Reputation: 51
I have read in many places about Streaming data, but just trying to understand the challenges which are faced while processing it using Map Reduce technique?
i.e. the reason behind the existence of frameworks like Apache Flume, Apache Storm, etc.
Please share your advise & thoughts.
Thanks, Ranit
Upvotes: 0
Views: 509
Reputation: 433
Your question is open eneded. But I assume you want to understand the challenges of processing streaming data in Map Reduce environment.
1) Map Reduce is primarily designed for batch processing. It is for processing high volume of data which is at rest in disk.
2) The streaming data is a high velocity of data, which are coming from various sources like Web Application Click Stream, Social Media Logs, Twitter Tags, Application logs.
3) The stream of events might be processed either stateless manner ( assuming every event is unique) or in a stateful manner (collect the data for 2 seconds and processes them) but batch applications does not have any such requirement.
4) Streaming applications wants delivery / process guarantee. For example, the frameworks must provide "exactly once" delivery/process mechanism, so that it processes all the stream events without fail. It is not a challenge in batch processing since all the data is available locally.
5) External Connectors : Streaming frameworks must support external connectivity to read data in realtime from various sources as we discussed in (2). This is not a challenge in batch, since the data is locally available.
Hope this helps.
Upvotes: 0
Reputation: 20798
There are many technologies out there, and many of them run on the Hadoop framework.

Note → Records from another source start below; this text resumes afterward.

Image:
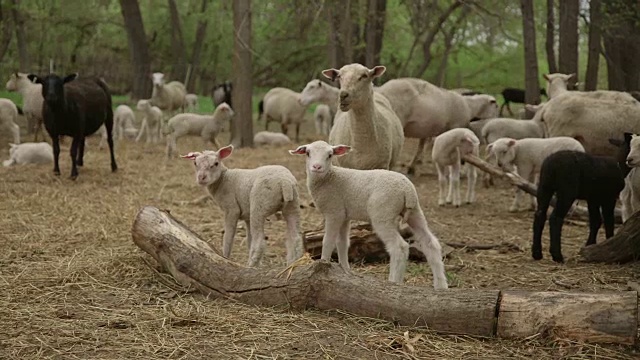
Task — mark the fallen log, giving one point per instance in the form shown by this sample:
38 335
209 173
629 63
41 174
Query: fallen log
580 212
325 286
623 247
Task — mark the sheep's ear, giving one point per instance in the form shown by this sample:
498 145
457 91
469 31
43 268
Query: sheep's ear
331 74
191 155
70 78
224 152
377 71
339 150
301 150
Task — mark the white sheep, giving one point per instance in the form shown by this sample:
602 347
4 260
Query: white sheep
29 153
448 150
365 120
207 126
250 195
262 138
382 197
282 105
525 157
31 100
191 102
323 119
427 111
151 121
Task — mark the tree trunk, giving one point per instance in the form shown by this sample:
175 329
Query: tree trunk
622 248
201 32
374 31
532 87
550 38
325 286
179 71
593 60
138 49
21 39
568 44
242 129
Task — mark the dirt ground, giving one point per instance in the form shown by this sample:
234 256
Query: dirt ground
75 286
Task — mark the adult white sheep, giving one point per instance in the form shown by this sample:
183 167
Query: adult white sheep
379 196
365 120
31 100
527 156
9 117
427 111
29 153
282 105
207 126
262 138
448 150
151 121
250 195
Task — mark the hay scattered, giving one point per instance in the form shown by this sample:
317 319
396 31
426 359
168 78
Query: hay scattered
75 286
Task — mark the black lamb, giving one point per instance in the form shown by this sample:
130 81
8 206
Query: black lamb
513 95
572 175
76 109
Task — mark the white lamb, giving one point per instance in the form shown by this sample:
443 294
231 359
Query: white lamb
262 138
365 120
207 126
323 119
29 153
250 195
9 117
31 100
448 150
151 122
381 197
525 157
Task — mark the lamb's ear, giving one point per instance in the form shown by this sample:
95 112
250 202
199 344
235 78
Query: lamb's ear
377 71
224 152
301 150
331 74
191 155
339 150
70 78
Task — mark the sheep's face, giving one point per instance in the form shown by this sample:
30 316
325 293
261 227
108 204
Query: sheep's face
505 152
319 154
315 91
53 87
355 83
209 166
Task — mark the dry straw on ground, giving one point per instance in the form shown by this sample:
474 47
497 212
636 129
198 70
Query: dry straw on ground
75 286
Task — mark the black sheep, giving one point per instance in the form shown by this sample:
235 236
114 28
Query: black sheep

The older Hadoop services like Hive tend to be slow, and are usually used for batch jobs, not for streaming. As streaming becomes more and more a necessity, other services have surfaced like Storm or Spark that are designed for faster execution and integration with messaging queues like Kafka for streaming.
In data analytics though, most of the time processing is not al real time: historical data may be processed in batch mode to extract models that are then used for real-time analytics, so a 'streaming' system is usually based on a Lambda Architecture http://lambda-architecture.net/
A service like Spark tries to integrate all of the components, with Spark Streaming for the speed layer, Spark SQL for the Serving layer, Spark MLLib for the modeling, all based on Hadoop Distributed File system (hdfs) for replicated large volume storage.
Flume helps in directing the data from source to hdfs for raw storage, but in order to process it, Storm or Spark are used.
Hope that helps.
Upvotes: 1